Family Assessment: An in-depth assessment of family issues where their contributing factors are identified. This assessment lays the foundation for a family-centered, child-focused approach to case planning and service delivery.

Findings: There are five categories of findings: Court substantiated, Petition to be filed, Inconclusive, Unable to locate, and Unfounded.

  • Court Substantiated: A District Court, County Court, or Separate Juvenile Court has entered a judgment of guilty on a criminal complaint, indictment, or information, or an adjudication of jurisdiction on a juvenile petition under Section 43-247 (3)(a), and the judgment or adjudication relates or pertains to the same matter as the report of abuse or neglect.
  • Petition to be Filed: A criminal complaint, indictment, or information or a juvenile petition under Section 43-247(3)(a), that has been filed in District Court, County Court, or Separate Juvenile Court, and that the allegations of the complaint, indictment, information, or juvenile petition relate or pertain to the same subject matter as the report of abuse or neglect.
  • Inconclusive: The evidence indicates it is more likely than not (preponderance of evidence standard) that the child abuse or neglect occurred, and a court adjudication did not occur.
  • Unable to Locate: Subjects of the maltreatment report have not been located after a good-faith effort on the part of the Department.
  • Unfounded: All reports not classified as "court substantiated," "petition to be filed," "inconclusive" or "unable to locate" will be classified as "Unfounded."

Intake: The process of documenting all Child Welfare related contacts with HHS. Intake includes the activities associated with the receipt of a referral, the assessment of screening, the decision to accept, and the referral of individuals or families to services.

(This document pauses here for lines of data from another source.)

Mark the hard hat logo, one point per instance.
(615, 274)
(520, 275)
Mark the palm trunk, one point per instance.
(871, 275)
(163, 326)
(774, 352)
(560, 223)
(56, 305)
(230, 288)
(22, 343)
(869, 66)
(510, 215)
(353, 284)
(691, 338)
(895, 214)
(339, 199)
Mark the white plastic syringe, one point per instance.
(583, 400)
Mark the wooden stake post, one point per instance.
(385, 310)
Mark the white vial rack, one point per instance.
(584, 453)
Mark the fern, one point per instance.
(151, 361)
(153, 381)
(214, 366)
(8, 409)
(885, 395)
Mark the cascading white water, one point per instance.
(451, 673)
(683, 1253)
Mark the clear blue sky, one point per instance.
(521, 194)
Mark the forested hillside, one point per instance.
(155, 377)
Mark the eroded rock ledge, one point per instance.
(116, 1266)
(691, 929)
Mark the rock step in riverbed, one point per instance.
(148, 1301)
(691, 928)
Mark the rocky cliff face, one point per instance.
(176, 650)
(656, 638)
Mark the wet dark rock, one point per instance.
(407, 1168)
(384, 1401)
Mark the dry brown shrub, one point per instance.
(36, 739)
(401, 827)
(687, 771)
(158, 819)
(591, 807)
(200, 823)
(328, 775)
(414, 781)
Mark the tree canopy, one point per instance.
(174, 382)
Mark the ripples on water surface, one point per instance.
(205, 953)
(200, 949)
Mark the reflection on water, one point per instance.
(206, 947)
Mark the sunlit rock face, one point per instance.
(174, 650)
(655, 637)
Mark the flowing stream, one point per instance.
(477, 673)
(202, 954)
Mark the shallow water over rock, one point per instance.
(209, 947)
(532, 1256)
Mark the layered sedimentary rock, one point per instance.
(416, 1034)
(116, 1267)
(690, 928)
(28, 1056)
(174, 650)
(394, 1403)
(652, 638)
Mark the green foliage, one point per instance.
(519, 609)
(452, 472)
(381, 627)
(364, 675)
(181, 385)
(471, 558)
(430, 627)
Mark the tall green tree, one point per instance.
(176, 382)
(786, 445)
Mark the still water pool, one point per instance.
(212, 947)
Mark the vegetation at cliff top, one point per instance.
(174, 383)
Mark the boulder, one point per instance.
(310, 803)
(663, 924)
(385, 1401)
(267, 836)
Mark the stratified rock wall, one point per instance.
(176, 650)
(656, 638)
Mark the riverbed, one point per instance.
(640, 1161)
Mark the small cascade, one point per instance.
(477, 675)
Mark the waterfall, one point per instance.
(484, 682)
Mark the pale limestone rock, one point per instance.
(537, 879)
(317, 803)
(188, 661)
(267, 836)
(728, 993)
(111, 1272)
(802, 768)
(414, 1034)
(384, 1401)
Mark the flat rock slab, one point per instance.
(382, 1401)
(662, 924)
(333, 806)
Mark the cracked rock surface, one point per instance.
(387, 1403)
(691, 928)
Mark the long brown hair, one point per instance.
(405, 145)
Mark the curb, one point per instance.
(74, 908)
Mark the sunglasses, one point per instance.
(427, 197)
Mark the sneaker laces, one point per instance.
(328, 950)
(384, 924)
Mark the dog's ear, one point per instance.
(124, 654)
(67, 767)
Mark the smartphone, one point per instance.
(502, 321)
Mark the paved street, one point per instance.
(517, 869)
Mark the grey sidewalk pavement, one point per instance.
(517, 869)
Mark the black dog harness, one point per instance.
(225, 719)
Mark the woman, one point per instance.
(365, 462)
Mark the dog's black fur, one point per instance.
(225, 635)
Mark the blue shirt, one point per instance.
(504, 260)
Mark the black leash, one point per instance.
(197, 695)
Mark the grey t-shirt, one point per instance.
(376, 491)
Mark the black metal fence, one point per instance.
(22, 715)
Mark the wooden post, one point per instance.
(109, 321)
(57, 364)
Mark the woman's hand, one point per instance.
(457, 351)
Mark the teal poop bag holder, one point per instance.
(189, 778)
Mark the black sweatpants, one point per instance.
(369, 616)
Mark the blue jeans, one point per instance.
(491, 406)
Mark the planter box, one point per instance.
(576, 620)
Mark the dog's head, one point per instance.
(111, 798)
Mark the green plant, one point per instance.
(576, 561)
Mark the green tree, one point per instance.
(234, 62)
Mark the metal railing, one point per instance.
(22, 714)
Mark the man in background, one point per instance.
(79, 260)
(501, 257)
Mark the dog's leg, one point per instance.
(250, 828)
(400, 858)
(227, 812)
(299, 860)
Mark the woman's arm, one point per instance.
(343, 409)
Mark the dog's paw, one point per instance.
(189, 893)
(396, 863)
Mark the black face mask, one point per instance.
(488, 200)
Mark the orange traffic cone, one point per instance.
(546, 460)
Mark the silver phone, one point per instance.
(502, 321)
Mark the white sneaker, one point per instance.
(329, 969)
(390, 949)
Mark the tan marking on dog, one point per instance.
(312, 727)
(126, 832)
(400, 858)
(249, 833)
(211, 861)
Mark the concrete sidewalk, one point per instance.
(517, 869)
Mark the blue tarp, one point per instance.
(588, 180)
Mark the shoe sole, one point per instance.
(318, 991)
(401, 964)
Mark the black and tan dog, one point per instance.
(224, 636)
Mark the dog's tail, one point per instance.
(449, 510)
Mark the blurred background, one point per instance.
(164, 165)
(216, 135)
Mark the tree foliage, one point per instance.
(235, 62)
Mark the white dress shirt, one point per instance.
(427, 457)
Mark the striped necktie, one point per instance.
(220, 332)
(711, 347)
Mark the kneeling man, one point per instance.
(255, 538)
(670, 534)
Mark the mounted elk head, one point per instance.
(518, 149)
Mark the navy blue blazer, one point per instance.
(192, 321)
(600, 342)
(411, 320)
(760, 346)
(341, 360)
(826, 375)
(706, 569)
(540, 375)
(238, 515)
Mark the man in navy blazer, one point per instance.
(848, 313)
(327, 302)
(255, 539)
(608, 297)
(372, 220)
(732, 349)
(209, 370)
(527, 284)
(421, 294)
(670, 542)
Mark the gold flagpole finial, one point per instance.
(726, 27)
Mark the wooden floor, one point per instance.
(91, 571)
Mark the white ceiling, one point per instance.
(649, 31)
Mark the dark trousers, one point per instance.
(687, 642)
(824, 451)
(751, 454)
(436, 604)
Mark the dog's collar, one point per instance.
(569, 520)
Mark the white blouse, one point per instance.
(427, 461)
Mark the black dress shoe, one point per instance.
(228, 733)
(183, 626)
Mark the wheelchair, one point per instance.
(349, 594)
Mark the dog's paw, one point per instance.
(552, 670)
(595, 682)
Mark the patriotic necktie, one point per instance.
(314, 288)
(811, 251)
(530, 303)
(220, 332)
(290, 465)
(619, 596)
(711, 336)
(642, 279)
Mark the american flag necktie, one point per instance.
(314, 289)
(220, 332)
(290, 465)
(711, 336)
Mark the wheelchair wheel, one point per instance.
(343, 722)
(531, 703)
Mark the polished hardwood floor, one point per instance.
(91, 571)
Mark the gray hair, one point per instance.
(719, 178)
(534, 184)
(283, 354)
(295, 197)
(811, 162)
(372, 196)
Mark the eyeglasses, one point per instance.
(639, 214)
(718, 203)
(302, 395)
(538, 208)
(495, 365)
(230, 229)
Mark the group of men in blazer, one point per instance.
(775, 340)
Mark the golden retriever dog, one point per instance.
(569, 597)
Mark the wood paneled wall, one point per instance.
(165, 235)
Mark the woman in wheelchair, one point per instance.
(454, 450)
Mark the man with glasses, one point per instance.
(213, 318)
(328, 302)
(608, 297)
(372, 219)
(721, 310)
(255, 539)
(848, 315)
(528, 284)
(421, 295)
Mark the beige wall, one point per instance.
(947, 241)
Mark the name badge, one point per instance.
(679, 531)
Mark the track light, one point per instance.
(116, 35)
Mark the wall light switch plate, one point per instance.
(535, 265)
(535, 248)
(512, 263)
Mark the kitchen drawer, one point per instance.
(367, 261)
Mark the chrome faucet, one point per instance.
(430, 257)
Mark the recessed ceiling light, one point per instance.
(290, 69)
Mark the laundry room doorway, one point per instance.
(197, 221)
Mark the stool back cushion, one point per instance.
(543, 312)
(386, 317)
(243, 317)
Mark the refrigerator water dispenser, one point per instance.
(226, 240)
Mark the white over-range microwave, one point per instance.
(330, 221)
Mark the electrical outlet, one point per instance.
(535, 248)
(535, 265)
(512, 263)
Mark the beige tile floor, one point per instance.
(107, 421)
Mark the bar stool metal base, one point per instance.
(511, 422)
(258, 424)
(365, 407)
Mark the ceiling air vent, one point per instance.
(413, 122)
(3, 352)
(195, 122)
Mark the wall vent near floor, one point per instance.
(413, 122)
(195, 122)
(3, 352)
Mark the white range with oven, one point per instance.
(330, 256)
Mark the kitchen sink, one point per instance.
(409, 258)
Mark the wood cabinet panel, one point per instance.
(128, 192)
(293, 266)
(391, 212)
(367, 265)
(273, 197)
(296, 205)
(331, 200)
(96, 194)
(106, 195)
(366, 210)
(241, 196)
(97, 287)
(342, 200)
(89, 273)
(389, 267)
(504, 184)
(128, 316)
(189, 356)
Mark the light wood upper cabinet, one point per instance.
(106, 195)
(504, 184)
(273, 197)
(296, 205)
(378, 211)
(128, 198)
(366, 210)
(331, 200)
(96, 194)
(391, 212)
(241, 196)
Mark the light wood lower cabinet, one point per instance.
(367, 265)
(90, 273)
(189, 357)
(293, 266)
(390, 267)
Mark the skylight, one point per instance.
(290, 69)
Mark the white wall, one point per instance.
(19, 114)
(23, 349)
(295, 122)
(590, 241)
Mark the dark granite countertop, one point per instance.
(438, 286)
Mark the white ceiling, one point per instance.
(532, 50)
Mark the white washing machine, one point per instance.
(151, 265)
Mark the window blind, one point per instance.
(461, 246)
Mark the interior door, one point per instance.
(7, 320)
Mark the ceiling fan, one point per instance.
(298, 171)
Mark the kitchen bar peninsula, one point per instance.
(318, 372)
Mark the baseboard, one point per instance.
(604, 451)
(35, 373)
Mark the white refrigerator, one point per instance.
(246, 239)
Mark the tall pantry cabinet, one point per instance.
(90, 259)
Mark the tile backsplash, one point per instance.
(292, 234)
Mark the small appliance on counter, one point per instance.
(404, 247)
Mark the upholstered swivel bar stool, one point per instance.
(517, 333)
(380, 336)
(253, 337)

Initial Assessment: The gathering and analyzing of information in response to reports of suspected child abuse or neglect, to determine which families need further intervention. During this phase the Protection and Safety Worker is primarily concerned with child safety. The worker determines if child maltreatment did occur, determines the level of risk, and arranges services as necessary to protect the child.
 
Perpetrator: The person who was found to have committed an offense, as in abuse or neglect of a child.
 
State Ward: When a court of competent jurisdiction gives custody of a child under the age of 18 to the state, that child becomes a state ward. This is done to provide for safety and/or to facilitate the provision of services. The State acts as the child's parent.